Dwars door Vlaanderen peloton pauses for minute of silence after Brussels bombings

An attempt at normality in the wake of unspeakable atrocity. A day after terrorist attacks just 100 kilometres away in Brussels left 31 people dead, the professional peloton assembled in Roeselare on Wednesday morning for the start of Dwars door Vlaanderen.

It is usually one of the most boisterous occasions of the season, heralding as it does the beginning of the fevered countdown to the Tour of Flanders. For the ten days that follow, the eyes of the cycling world seem to be trained solely on this postage stamp of cobbles and hills.

For rather more doleful reasons, the eyes of the world at large are trained on Belgium right now. With the country at its maximum terror threat level of four, the early expectation was that Dwars door Vlaanderen would be cancelled, but on Tuesday evening, director Guy Delesie announced that the race would continue as planned.

And so on Wednesday morning, albeit with heavy hearts, thousands of fans poured into Roeselare to do what they always do in the last week of March in this part of the world: watch a bike race. For some, it was perhaps an act of defiance. For many more, it was a simple but no less important attempt at bringing some order and routine to a moment of anxiety and chaos.

“Just because we are racing today, it doesn’t mean that our thoughts aren’t with the victims,” Greg Van Avermaet (BMC) said after he signed on, and the reminders were all around him.

As a mark of respect to the victims, the usual team presentation was not held in the main square. There was no music blaring over the public address system and there were no jovial interviews with speaker Michel Wuyts on the podium. A number of teams, including Orica-GreenEdge and Tinkoff, wore black armbands in memory of the dead.

The throngs in Roeselare – a little smaller than normal, perhaps, but only by a fraction – watched on in a rather more muted atmosphere. Etixx-QuickStep fans and staff still stopped for a coffee at the Guillaume Van Keirsbulck fan club bar off the main square, for instance, but the general mood was subdued.

“You can feel the sadness in the air here,” 2013 winner Oscar Gatto (Tinkoff) told Cyclingnews. “But I think it’s only right that we’re racing, to try to overcome this sad moment as best we can.”

Gatto’s fellow countryman Giacomo Nizzolo (Trek-Segafredo) had only arrived at his hotel at 1 a.m. the previous night, as he was forced to fly into Charleroi after his earlier flight to Brussels was cancelled.

“I slept a bit less than normal but that won’t change much for me today.
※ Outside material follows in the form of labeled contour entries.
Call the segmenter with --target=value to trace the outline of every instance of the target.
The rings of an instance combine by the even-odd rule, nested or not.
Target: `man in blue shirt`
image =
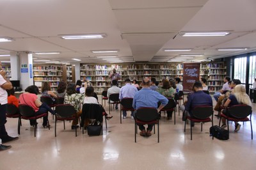
[[[129,79],[125,79],[125,86],[122,87],[119,93],[119,99],[122,100],[124,98],[134,98],[135,93],[138,91],[137,88],[131,84]],[[132,111],[131,118],[133,119],[134,111]],[[123,111],[123,119],[126,119],[127,112],[126,111]]]
[[[157,112],[159,112],[164,105],[166,105],[168,100],[157,91],[151,90],[149,88],[150,81],[148,79],[144,79],[142,81],[142,89],[135,93],[133,98],[132,107],[135,109],[140,107],[154,107],[157,109],[157,103],[161,102],[159,107],[157,109]],[[148,125],[147,132],[143,125],[139,125],[140,132],[140,135],[142,136],[150,136],[153,125]]]
[[[188,102],[185,107],[185,116],[189,114],[193,117],[192,110],[195,107],[198,105],[211,105],[212,107],[212,100],[211,97],[203,91],[203,86],[200,81],[196,81],[193,85],[193,93],[188,98]],[[193,125],[193,123],[192,125]]]

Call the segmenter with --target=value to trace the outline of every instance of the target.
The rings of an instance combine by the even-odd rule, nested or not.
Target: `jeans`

It’s not a problem,” Nizzolo told Cyclingnews, mindful, like all of his colleagues, of the bigger picture. “We’re used to racing in a festive atmosphere in Belgium, so it’s certainly very different, very sad. I think the best argument for racing today was to show that we’re not going to let ourselves be intimidated.”

Filippo Pozzato (Southeast-Venezuela) has been racing in Belgium for more than 15 years. “They told us it was possible to race today and we put our trust in the authorities that it’s safe to do so,” he said as he lined up for the start. “But there’s certainly an unusual atmosphere today, it’s different to what you expect in Belgium.”

Youngsters Moreno Hofland (LottoNL-Jumbo) and Tiesj Benoot (Lotto-Soudal) summed up the macabre position in which they found themselves. With a nation in mourning, lining up for something as frivolous as a bike race felt odd.

“Of course I want to race, but it is really hard. Cycling is a nice sport and it should be fun but with what happened yesterday it is hard to have fun,” Hofland said.

“It feels weird to race here, but the sportsman in me is pleased to be able to continue his season here,” Benoot said.

A minute’s silence was held before the neutralised start in Roeselare and after pedalling out of town, the peloton stopped once again to honour the victims ahead of the official start. At twelve noon, the riders of Dwars door Vlaanderen joined with the rest of Belgium by bowing their heads and observing the nationwide minute of silence.

And then they set off, beneath leaden, grey skies, for four hours of racing through the rain and the cold of the Flemish Ardennes, before looping back towards Waregem.

At times like this, it is trite to overstate the importance of sport and its place in the grander scheme of things. But even so, there will be few hearts along the roadside that won’t have been gladdened by the sight of the peloton flashing past on Wednesday afternoon, a welcome glimmer of brightness on a dark day.